Medical EducationThink of the amount of formal medical education required to become a medical doctor in the 21st century. Got that in your mind? Now contrast that with what was required in the middle 1800s in America. What a difference!

With the demand for doctors spurred on by the Revolutionary War, medical education in our newly established country forged ahead with the establishment of what were called proprietary medical schools. Founded by doctors and run for profit, these schools had only the bare necessities: a building, desks, maybe some charts of human anatomy, and possibly a skeleton and a few miscellaneous specimens. Students were taught primarily through lecture and memorization.

Entrance requirements for these schools were almost nonexistent. Many of the students had less than a high school education, and some were even functionally illiterate. As long as a student paid his tuition, he was almost always awarded a degree, whether he regularly attended lectures or not, for an equivalent of one year of study. Young men often enrolled without any real understanding of the profession, being attracted mainly by the promise of “an easy road to wealth.” (The irony was that the only physicians who made a decent living from medicine in the 19th century were those who were educated in medical schools attached to universities and who practiced in large cities where there were wealthy clients. See the previous post: “Who Pays the Doctor?”)

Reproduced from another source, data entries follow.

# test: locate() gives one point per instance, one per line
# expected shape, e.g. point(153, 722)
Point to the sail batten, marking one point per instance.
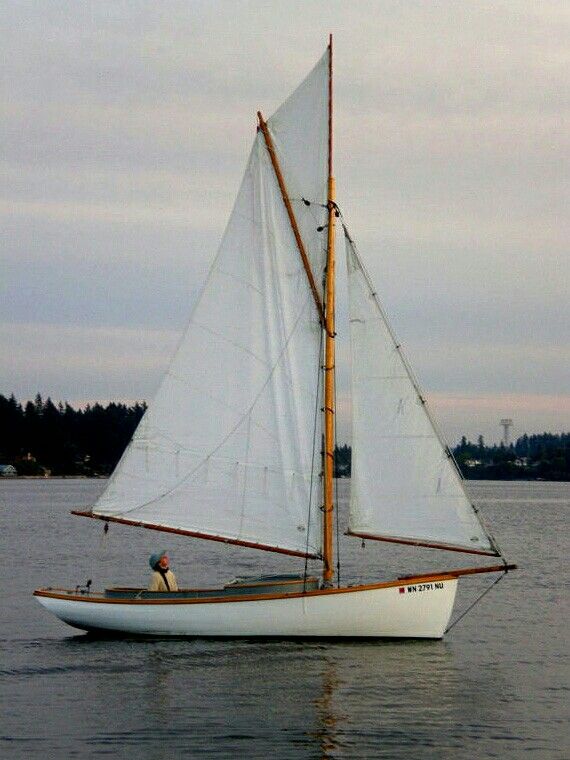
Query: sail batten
point(405, 485)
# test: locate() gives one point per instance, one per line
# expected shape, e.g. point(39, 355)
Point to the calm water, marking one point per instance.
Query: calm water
point(496, 687)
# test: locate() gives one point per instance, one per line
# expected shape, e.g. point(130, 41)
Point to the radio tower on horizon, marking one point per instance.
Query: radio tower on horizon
point(507, 425)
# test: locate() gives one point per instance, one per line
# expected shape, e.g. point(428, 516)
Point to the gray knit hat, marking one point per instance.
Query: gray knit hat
point(155, 558)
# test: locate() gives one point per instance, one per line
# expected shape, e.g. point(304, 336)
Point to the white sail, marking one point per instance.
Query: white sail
point(230, 447)
point(405, 485)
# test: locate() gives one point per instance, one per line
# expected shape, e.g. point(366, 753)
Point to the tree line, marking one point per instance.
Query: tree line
point(40, 437)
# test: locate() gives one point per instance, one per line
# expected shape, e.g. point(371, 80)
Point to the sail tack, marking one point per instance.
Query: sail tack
point(229, 448)
point(404, 485)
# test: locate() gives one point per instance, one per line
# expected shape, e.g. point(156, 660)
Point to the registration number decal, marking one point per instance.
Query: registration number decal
point(418, 587)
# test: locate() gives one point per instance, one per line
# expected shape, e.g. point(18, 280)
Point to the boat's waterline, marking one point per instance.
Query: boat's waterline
point(401, 609)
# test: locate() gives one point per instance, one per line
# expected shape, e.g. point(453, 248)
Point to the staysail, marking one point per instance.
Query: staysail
point(405, 486)
point(229, 448)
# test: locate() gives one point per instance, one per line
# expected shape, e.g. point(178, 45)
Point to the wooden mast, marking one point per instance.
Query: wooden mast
point(329, 366)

By 1840, twenty-six new proprietary medical schools appeared; thirty years later, there were forty-seven more. The American Medical Association and other professional organizations urged the establishment of uniform requirements for entrance to and graduation from medical schools, but they fought an uphill battle. Then came the Flexner Report of 1910, which sounded the death knell for proprietary medical education.

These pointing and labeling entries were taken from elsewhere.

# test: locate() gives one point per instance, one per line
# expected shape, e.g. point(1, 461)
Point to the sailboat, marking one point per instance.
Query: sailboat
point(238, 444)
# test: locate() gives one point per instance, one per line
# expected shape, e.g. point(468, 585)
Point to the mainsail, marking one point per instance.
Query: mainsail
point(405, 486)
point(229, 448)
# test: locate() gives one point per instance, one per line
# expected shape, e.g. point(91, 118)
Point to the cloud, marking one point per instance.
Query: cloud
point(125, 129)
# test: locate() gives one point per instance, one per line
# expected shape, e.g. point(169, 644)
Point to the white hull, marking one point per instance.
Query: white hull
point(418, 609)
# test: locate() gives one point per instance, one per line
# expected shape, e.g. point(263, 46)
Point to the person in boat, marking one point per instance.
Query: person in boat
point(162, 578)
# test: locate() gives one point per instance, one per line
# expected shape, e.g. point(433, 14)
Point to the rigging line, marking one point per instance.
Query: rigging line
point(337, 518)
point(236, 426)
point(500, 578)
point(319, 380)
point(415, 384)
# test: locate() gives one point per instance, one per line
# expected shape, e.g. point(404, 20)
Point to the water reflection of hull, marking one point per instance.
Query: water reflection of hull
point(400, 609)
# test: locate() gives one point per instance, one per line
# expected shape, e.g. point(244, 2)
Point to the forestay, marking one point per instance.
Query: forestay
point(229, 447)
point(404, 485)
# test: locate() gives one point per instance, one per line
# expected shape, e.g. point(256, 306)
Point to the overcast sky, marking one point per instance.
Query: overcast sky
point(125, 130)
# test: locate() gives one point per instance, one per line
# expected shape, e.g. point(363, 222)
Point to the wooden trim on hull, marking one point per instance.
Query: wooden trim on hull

The report emerged from a grant that was given to the Carnegie Foundation in 1905 to aid teachers in colleges and universities in the U.S. and Canada. But the list of institutions calling themselves colleges and universities revealed no uniform definition. Many so-called “colleges” were no more than secondary schools. So in 1908 the Foundation hired Abraham Flexner to do a study of existing medical schools to determine which, if any, were indeed institutions of higher learning.

Flexner took on the task with vengeance, personally visiting 150 schools in two years. And what he found in most of them shocked him. As an example, the report on the Toledo Medical College, which Dr. Blaine attended and then served as a faculty member for a short time, revealed these conditions. The entrance requirements were “a four-year high school education or its equivalent.” That seemed to be on track. But as for laboratory facilities, “The school has nothing that can be fairly dignified by the name of laboratory. Separate rooms, badly kept and with meager equipment, are provided for chemistry, anatomy, pathology, and bacteriology. The class-rooms are bare: no charts, bones, skeleton, or museum are in evidence. There is a small library in the office …. There is a wretched little dispensary in the college building.”

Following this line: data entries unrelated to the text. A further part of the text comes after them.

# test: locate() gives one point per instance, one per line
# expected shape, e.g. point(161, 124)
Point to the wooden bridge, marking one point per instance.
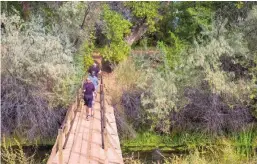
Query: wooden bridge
point(80, 141)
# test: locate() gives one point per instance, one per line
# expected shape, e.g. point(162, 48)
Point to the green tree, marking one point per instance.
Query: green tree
point(116, 29)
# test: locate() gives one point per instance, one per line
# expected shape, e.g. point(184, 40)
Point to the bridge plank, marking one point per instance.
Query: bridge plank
point(84, 143)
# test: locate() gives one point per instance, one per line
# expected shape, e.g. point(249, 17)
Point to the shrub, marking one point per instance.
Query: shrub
point(38, 75)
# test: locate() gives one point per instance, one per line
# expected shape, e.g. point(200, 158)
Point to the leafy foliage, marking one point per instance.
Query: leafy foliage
point(147, 11)
point(38, 74)
point(116, 28)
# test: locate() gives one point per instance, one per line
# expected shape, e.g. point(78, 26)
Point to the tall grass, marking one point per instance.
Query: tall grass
point(11, 155)
point(245, 142)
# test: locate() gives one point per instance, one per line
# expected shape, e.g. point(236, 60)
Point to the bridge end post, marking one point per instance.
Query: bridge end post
point(60, 146)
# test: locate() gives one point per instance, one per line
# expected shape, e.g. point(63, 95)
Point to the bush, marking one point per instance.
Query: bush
point(38, 75)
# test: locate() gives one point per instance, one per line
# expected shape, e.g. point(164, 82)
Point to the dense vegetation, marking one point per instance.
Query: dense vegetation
point(197, 91)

As you can imagine, Flexner’s judgmental tone raised the ire of faculty members and other supporters. They had been trying, as had other proprietary schools, to obtain more equipment, lengthen the number of required sessions, and tighten up on the entrance requirements. But in that highly competitive environment, increasing the requirements simply drove students to the less demanding schools. Unwilling or unable to spend the money, proprietary schools just couldn’t keep up with the fast-changing climate of scientific progress in medical education. In fact, enrollment in these schools had already begun to taper off  before 1910. Flexner’s devastating report simply drove them all out of business. Only a small number re-emerged as departments of established universities.

In the introduction to the Flexner Report, Henry Pritchett wrote, “Our hope is that this report will make plain once for all that the day of the commercial medical school has passed.” Obviously, their hope became reality.

References:

Duffy, John. From Humors to Medical Science: A History of American Medicine, 2nd Ed. Chicago: University of Illinois Press, 1993.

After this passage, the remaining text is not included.